Indeed, if information minister Durrani is to be believed it is all much ado about nothing. “This (the market crash) is a political issue. The federal cabinet has not discussed it as it is not a public issue.” Priceless logic: if a multi-billion dollar share price scam is not a ‘public issue’, what is?

Durrani remains a master of the surprising statement. As reported in this paper, “He said the stock market issue was also related to those who preached the ‘charter of democracy’ and were frustrated over the popularity and good performance of the present government.” This is enough to render anyone speechless. Still, you have to admire the tenacity of the government. Sugar, cement, steel mills and now the Karachi stock exchange but business goes on as usual.

Is it that bad and is all lost? By no means, there being a silver lining to the darkest clouds. When Chaudhry Shujaat Hussain — the military-picked head of the comic opera known as the Q League — gets booed and jeered by Pakistani doctors in Chicago you can entertain the modest hope that enough is enough and things finally might be moving in the right direction.

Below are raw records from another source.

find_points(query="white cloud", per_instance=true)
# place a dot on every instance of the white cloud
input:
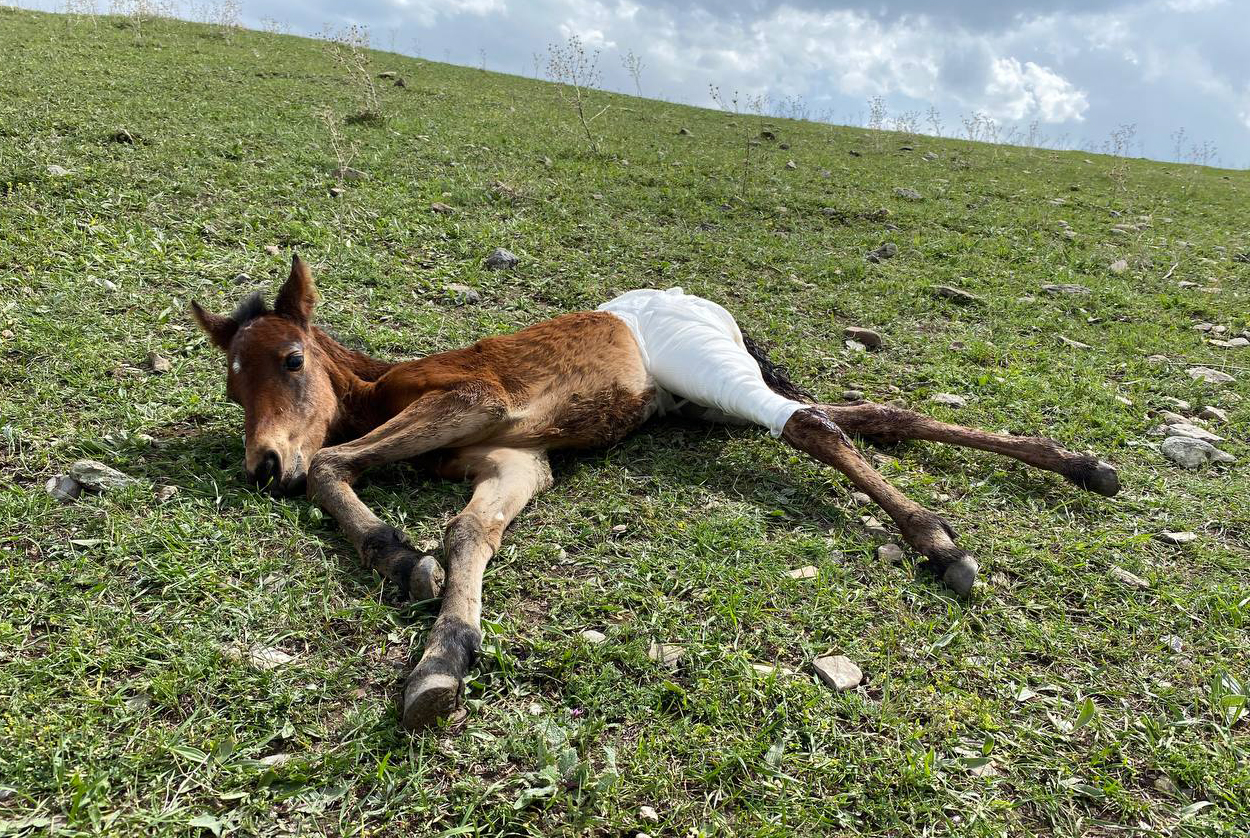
(1021, 91)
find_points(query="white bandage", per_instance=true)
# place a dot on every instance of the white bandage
(694, 350)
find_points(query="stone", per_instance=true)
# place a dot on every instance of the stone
(64, 488)
(955, 294)
(949, 399)
(1213, 414)
(158, 363)
(98, 477)
(1064, 288)
(1193, 453)
(891, 553)
(1209, 375)
(866, 337)
(1126, 578)
(888, 250)
(665, 654)
(463, 294)
(838, 672)
(501, 259)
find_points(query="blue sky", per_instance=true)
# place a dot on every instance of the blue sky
(1078, 69)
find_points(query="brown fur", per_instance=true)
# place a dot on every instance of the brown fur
(489, 413)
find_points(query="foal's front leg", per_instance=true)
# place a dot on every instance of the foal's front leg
(505, 479)
(813, 432)
(431, 422)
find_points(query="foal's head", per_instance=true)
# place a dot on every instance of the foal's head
(278, 373)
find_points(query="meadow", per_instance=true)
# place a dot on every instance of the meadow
(143, 166)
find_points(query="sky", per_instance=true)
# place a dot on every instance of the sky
(1080, 70)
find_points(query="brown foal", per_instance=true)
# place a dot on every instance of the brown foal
(320, 414)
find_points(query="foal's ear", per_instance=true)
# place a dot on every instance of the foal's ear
(298, 297)
(219, 329)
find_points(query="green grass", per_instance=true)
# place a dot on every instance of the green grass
(120, 712)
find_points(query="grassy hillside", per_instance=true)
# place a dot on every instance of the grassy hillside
(141, 168)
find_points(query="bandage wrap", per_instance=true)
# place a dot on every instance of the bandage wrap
(694, 352)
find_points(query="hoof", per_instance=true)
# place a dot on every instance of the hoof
(961, 574)
(1098, 477)
(428, 698)
(425, 580)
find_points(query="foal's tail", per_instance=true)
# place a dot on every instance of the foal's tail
(778, 378)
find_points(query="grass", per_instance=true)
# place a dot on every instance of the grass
(121, 712)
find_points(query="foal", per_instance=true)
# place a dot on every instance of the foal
(319, 414)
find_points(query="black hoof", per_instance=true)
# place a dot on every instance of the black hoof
(1096, 477)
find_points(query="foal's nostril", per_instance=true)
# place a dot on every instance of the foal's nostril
(269, 469)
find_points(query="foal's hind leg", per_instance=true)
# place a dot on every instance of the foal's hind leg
(813, 432)
(891, 423)
(505, 482)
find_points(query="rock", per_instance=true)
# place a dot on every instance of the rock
(954, 294)
(891, 553)
(1126, 578)
(1193, 432)
(501, 259)
(665, 654)
(838, 672)
(949, 399)
(158, 363)
(1193, 453)
(98, 477)
(1064, 288)
(888, 250)
(1209, 375)
(865, 337)
(64, 488)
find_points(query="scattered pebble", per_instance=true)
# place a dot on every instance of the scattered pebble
(949, 399)
(838, 672)
(501, 259)
(64, 488)
(1126, 578)
(98, 477)
(665, 654)
(1209, 375)
(1193, 453)
(891, 553)
(463, 294)
(955, 294)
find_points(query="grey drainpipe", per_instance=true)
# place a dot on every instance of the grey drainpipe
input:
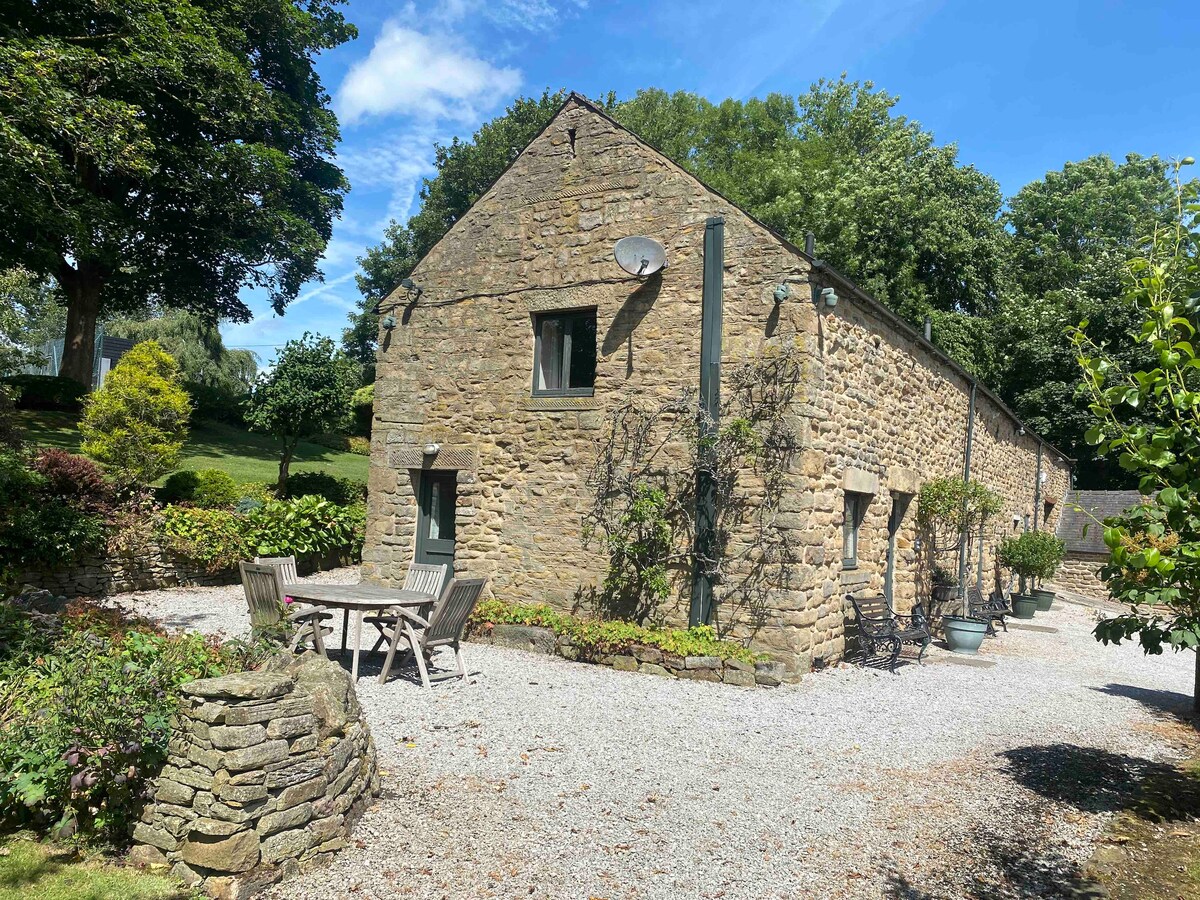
(711, 402)
(966, 477)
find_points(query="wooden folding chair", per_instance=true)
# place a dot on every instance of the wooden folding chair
(263, 585)
(420, 577)
(444, 628)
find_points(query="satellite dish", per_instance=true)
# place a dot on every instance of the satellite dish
(640, 256)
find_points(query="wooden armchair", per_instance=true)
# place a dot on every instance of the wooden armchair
(418, 635)
(263, 583)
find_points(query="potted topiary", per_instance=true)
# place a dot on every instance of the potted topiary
(948, 511)
(1033, 555)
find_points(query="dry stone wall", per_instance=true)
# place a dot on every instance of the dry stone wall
(268, 773)
(876, 409)
(1080, 574)
(99, 575)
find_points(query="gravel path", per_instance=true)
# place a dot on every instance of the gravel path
(547, 779)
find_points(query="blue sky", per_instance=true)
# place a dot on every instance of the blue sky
(1021, 87)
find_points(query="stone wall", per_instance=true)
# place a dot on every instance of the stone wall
(1079, 574)
(100, 576)
(268, 773)
(877, 409)
(647, 660)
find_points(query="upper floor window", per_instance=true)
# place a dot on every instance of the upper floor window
(564, 360)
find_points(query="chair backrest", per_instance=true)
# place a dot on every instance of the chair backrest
(287, 567)
(871, 607)
(453, 610)
(425, 579)
(264, 593)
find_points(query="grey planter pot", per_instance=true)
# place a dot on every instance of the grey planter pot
(964, 635)
(1044, 598)
(1024, 606)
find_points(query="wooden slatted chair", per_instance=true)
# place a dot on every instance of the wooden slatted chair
(421, 577)
(444, 628)
(264, 597)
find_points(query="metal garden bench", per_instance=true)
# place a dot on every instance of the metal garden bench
(883, 631)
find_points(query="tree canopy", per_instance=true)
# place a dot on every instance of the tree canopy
(167, 150)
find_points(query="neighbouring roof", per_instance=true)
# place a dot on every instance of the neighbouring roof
(1084, 508)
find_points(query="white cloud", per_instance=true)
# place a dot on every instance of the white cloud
(430, 76)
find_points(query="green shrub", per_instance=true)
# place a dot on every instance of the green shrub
(136, 424)
(215, 490)
(306, 526)
(595, 639)
(47, 393)
(88, 699)
(1032, 555)
(39, 529)
(342, 491)
(179, 487)
(211, 538)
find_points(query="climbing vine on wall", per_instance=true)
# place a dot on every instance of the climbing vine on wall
(643, 489)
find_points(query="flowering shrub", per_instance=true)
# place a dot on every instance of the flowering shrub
(603, 637)
(87, 696)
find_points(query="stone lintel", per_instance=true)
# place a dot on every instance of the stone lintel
(447, 457)
(904, 480)
(861, 481)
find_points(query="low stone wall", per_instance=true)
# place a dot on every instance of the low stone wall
(1079, 574)
(649, 660)
(101, 576)
(268, 773)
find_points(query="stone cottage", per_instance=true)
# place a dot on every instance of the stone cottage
(525, 377)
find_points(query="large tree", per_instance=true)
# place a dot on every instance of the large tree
(168, 150)
(1072, 235)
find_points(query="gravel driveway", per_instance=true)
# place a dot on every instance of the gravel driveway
(549, 779)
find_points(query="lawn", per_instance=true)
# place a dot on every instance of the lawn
(210, 445)
(36, 870)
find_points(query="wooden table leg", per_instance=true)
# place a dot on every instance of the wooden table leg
(358, 643)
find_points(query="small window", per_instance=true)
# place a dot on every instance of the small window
(564, 354)
(856, 509)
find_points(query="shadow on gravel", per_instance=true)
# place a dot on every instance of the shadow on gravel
(1009, 867)
(1096, 780)
(1173, 702)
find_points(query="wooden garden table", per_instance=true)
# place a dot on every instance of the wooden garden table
(359, 599)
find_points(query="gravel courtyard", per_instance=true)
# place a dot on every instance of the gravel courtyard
(549, 779)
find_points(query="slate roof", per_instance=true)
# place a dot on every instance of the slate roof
(1099, 504)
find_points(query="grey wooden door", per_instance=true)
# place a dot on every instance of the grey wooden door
(435, 520)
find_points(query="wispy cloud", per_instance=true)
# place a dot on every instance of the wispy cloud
(431, 76)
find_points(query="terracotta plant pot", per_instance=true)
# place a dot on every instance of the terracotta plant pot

An e-mail from Dr Omar Ali MD describes it all: “Something unusual happened at the meeting of the Association of Pakistani Physicians in North America (APPNA)... Pakistani-American doctors hooted down their association office-holders when they tried to introduce Chaudhry Shujaat at their annual meeting in Chicago!

“Pakistani doctors have a reputation for conservatism and in the US most tend to be politically inactive. Their associations do a good deal of charitable work in Pakistan, but in the US they also function as lobbying arms of the military dictatorship and prominent Pakistani doctors have been accused of having an undue fondness for photo-ops with every visiting crooked politician and general from Pakistan. True to this tradition, some office-holders of APPNA invited Chaudhry Shujaat to the annual APPNA banquet this year. In the presence of about 3,000 people he was introduced as ‘former prime minister of Pakistan, Chaudhry Shujaat Hussain’, and the attendees were asked to ‘give him a round of applause’.

“To the evident shock and amazement of the lackeys on stage, the hall erupted in loud boos and shouts of ‘shame, shame’. The speaker tried one more time, saying political disagreements were one thing but he was an honoured guest of APPNA, at which point the hall echoed again with boos and catcalls. So the APPNA officials finally gave up and no more was heard of Chaudhry Shujaat or his services to the nation.”

Dr Omar asks: “...if even the North American Pakistani physicians are not willing to applaud the current military regime and its hired guns, then will (someone) have to pack his bags sooner than expected?” Intriguing question and good phrase: ‘hired guns’.